My grandma was a character. She had a zest for life and an active brain, which unfortunately had to compete with the frustrating of a body that was failing her, riddled with debilitating rheumatoid arthritis. Her hands folded into themselves, with knuckles inflamed and knees as swollen as soccer balls. She used a walking frame on which she hung her ‘dilly bag’, that she would make jokes about. The most sad thing was that she refused to accept her worsening condition, mainly because of pride. She didn’t want people down the street (she lived in the small Victorian town of Kyneton for most of her life) to see her ‘like this’. She even refused to come to my wedding, as she was too embarrassed. I believe she also had depression, though this was never diagnosed.

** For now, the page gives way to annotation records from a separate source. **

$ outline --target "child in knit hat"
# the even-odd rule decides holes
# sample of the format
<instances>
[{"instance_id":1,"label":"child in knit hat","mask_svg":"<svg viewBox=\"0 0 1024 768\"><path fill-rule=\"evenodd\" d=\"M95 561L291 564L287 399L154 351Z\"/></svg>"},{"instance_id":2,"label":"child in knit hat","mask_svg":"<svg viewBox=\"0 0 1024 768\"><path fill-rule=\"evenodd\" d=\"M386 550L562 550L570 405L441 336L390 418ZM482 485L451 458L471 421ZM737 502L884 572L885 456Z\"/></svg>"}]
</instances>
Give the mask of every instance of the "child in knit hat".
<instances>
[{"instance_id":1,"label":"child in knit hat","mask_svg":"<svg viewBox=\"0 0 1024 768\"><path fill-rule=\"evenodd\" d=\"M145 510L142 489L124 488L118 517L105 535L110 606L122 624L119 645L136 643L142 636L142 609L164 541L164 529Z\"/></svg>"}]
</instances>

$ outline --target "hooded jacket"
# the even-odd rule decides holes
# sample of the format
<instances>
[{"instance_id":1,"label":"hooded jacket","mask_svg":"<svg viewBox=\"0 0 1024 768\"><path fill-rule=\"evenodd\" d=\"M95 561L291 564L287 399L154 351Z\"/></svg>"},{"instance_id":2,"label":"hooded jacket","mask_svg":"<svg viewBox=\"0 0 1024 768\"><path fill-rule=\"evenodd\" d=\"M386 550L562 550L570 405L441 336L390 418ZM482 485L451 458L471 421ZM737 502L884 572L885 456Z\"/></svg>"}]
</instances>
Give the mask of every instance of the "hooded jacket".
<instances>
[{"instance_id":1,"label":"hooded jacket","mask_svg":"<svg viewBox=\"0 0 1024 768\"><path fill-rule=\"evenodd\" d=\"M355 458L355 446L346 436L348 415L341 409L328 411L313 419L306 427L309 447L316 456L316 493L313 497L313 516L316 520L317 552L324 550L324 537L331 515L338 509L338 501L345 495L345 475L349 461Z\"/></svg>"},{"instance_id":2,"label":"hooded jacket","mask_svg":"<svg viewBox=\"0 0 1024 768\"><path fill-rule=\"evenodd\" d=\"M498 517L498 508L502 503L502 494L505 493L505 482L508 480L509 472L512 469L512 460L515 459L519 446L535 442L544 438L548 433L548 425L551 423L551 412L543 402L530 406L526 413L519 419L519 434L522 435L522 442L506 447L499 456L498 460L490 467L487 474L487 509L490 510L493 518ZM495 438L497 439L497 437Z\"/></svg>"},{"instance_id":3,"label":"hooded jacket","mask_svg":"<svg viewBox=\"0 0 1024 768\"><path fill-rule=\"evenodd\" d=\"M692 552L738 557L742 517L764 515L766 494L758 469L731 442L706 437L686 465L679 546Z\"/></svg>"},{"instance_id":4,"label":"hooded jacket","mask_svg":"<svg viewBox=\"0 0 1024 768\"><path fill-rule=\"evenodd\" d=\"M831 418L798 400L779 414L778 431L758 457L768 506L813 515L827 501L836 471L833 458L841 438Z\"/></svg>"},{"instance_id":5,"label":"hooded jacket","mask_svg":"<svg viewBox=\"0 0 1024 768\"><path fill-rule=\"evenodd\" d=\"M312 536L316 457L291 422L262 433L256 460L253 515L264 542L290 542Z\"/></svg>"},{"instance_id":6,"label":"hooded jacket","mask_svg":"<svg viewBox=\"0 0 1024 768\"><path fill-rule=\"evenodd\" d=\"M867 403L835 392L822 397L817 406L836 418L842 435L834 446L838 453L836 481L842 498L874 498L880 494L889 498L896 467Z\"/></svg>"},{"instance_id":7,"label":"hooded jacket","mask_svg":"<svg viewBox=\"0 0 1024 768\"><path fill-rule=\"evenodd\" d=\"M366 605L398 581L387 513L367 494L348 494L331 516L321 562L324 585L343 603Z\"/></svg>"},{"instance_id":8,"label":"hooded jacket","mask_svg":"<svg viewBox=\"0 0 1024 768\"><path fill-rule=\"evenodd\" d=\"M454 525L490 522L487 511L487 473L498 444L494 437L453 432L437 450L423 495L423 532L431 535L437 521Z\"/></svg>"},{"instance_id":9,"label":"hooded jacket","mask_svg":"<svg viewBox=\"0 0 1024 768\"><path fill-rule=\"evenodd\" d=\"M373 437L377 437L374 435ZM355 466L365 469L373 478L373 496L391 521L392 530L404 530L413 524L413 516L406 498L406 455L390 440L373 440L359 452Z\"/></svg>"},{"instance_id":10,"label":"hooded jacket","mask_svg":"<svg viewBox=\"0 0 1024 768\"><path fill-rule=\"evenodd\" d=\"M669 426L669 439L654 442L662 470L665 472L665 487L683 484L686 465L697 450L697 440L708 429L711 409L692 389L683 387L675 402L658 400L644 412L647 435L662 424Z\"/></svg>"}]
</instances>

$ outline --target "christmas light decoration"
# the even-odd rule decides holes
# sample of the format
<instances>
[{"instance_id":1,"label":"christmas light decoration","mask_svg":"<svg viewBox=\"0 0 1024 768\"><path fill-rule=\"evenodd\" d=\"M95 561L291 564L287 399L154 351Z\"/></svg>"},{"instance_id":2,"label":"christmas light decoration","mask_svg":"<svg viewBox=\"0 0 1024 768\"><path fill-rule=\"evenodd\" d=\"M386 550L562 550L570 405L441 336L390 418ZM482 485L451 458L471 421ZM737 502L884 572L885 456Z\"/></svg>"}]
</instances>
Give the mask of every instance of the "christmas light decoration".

Schooling in a small country town
I grew up the small town of Eaglehawk, an outer suburb of Bendigo in Central Victoria. During my school years (1978 – 1990) this town was a mainly Anglo-Saxon, hetero-sexual community with little tolerance for ‘difference’. People who didn’t fit into the ‘norm’ were ridiculed. I did not have any experience of studying side by side with students from other cultures, or with a disability that was ‘noticeable’. At high school, we had a boy with a disability, called Ross, enrol and it was a major effort for the school to accommodate him. I remember the ‘fuss’ when they installed ramps for his wheel-chair and we even had a special assembly before he arrived. My friends and I took little notice of Ross, except to quietly make fun of his speech impediment, and call him (only to ourselves), ‘Roth’. I feel ashamed of this now, but at the time it was what I knew and what I had been exposed to. Interestingly, a few years later I made friends with an Aboriginal family across the road, and soon experienced my first example of the racism and lack of tolerance for diversity, when other students called me racist names and began a stream of hurtful comments and jokes about aboriginals, all aimed at me for being friends with an Aboriginal boy.
Moving towards diversity
So, where do I sit now, in attitude and perspective?
I want to get a stronger sense of the ethics behind working with people with a disability too, and move away from my mother’s attitudes, by gaining knowledge, understanding and empathy. To get the most out of my student placement in this area, that is what I aim to do.